- Location: Bihor County
- Country: Romania

Specifications
- Length: 14.5 km (9.0 mi)

Geography
- Start point: Crișul Repede at Vadu Crișului
- End point: Crișul Repede near Aleșd
- Beginning coordinates: 46°58′53″N 22°30′28″E﻿ / ﻿46.9815°N 22.5079°E
- Ending coordinates: 47°02′52″N 22°23′30″E﻿ / ﻿47.0479°N 22.3918°E

= Vadu Crișului – Aștileu Canal =

The Vadu Crișului – Aștileu Canal (called colloquially Canalu de Apă) is a canal in Bihor County, Romania.
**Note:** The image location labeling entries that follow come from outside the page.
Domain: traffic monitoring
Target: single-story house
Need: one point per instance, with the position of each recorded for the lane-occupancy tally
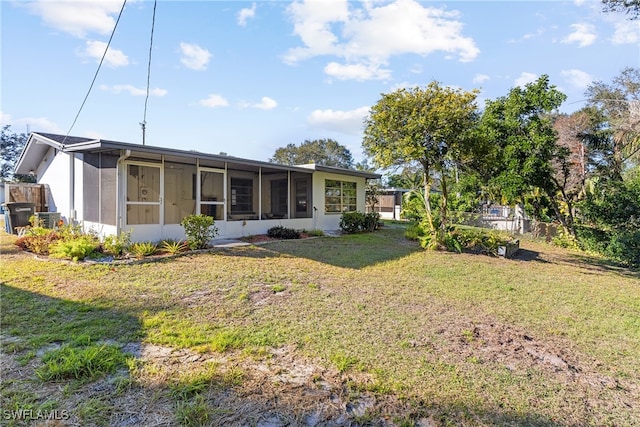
(389, 204)
(113, 187)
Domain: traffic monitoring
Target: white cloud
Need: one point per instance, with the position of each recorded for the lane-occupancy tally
(583, 34)
(78, 17)
(214, 101)
(193, 56)
(95, 49)
(245, 14)
(626, 32)
(364, 38)
(134, 91)
(577, 78)
(357, 71)
(524, 79)
(29, 124)
(348, 122)
(265, 103)
(480, 78)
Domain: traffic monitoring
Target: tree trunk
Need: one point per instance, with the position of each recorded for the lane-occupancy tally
(427, 193)
(444, 200)
(567, 226)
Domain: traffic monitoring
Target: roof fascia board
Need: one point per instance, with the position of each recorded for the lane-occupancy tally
(103, 144)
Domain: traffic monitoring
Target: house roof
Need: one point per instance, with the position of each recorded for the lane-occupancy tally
(39, 144)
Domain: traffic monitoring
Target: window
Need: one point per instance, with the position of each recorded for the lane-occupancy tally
(339, 196)
(241, 195)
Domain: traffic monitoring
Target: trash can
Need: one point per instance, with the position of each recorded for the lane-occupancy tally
(48, 219)
(19, 214)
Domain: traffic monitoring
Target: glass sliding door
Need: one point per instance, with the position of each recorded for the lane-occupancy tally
(144, 192)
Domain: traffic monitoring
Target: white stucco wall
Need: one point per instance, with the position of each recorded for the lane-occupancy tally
(54, 171)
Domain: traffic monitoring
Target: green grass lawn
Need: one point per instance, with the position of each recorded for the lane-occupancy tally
(363, 329)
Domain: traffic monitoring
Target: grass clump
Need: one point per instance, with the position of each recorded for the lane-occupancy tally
(80, 363)
(280, 232)
(143, 249)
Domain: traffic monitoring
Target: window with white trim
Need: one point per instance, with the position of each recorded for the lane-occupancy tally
(340, 196)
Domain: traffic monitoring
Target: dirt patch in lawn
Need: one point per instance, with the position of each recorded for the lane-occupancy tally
(283, 387)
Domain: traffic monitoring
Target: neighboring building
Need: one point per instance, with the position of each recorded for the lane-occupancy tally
(112, 187)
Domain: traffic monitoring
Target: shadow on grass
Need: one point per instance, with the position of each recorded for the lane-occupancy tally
(354, 251)
(602, 264)
(38, 320)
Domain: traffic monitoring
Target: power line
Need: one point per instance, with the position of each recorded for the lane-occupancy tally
(146, 100)
(97, 71)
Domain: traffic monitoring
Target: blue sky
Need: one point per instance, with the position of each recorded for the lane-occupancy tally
(246, 78)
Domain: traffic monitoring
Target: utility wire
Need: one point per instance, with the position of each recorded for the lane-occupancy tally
(146, 100)
(97, 71)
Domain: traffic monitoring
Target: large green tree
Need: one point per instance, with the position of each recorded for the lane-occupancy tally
(630, 7)
(325, 152)
(521, 126)
(431, 127)
(615, 112)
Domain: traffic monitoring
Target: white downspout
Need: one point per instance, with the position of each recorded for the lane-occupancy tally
(123, 157)
(72, 189)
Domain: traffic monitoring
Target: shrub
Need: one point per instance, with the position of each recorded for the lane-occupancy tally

It diverts part of the discharge of the river Crișul Repede for the supply of the Aștileu hydroelectric plant with an installed capacity of 2.8 MW. It is 14.5 km long. The canal was built in 1954. It starts near the village of Vadu Crișului and runs parallel to the course of the Crișul Repede, running in the proximity of the villages Birtin, Dobricionești, Josani, Măgești and Aștileu, finally connecting with the Crișul Repede near the town of Aleșd. The canal also catches the discharges of the tributaries of the Crișul Repede it intersects.